Yabancı değil, benden bir parça. Kendimi bildim bileli hep içimde bir yerde durur, ara sıra yoklar, şimdilerde yakamı bırakmıyor. Hani sabahın köründen akşamın bir vaktine, oradan oraya sokaklarda sürüklendiğin bir günde, hava soğuksa, hele de yağmur varsa, bir de ayakkabıların su almışsa, hiçbir kuytuda için ısınmıyorsa ve kendini pis hissediyorsan ve çoraplarını kurutacak bir yer bulamadıysan ve de çok yorgunsan, zorla bile gülümseyemiyorsan, kahvenin şarabın hatta sigaranın dahi tadı kaçtıysa yarenine dönüp dersin ya:
“Lütfen eve dönelim.”
Hava yirmi bir derece, güneşli; diyor haber bültenleri.
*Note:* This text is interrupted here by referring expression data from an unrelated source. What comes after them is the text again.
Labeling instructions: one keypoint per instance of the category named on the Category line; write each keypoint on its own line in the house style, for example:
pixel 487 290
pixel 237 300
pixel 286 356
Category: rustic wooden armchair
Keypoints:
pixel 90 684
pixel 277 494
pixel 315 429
Ayaklarım yerden soğuk çekmesin diye bağdaş kurmuşum kanepenin köşesinde, sırtımda hırkam, üzerinde battaniye tir tir titriyorum. Duvarları izliyorum saatlerdir. Sağa devriliyorum bazen, bazen de sola. Kaburgalarımın içinde 7,6 şiddetinde bir deprem oluyor, iç organlarım birbiri üzerine yıkılıyor.